Buyers of Gateway Crossing homes will be required to live there for at least five years or, if they move earlier, give the profit from the home sale to the authority, Shankle said.

Demolition of the complex began in December and was completed in April, he said.

Construction of the first phase of the development has begun and is scheduled to be completed in the fall. Phase one includes 83 rental homes and 11 to be sold.

Most of the homes are two stories and a few will have garages, authority Grants Coordinator Ron Nair said. The rental units will contain about 1,337 square feet while the homes to be sold will have 1,500 square feet, he said.

A completed model home is scheduled to be available for viewing by the public next month, he said.

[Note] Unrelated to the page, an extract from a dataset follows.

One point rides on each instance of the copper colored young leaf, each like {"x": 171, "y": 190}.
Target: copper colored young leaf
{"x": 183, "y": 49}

In all, the 210-unit complex is being replaced with a 400-home project.

The only Westview Homes building left standing is the community center, which contractor Harkins Builders of Marriotsville, Md., is using as its headquarters for the project.

The project is about six weeks ahead of schedule, Jerry Smith, project manager for the contractor, said Friday. About 70 percent of the subcontractors hired to work on the project are local companies, he said.

In order to demolish the old complex, the nearly 600 residents living in Westview had to move out.

The authority sent the residents a letter last week to update them on the project and to provide information about signing up to rent or buy one of the homes, Shankle said.

Former residents will be given priority over other applicants, provided they meet new criteria: If they are not elderly or disabled, they must have been working for at least one year and have had no problems with their lease, Shankle said.

In addition to the homes, the contractor has begun construction of a $4.5 million community center at Elgin Park, he said.

The Elgin Station community center will be open and accessible to all West End residents, not just those in public housing.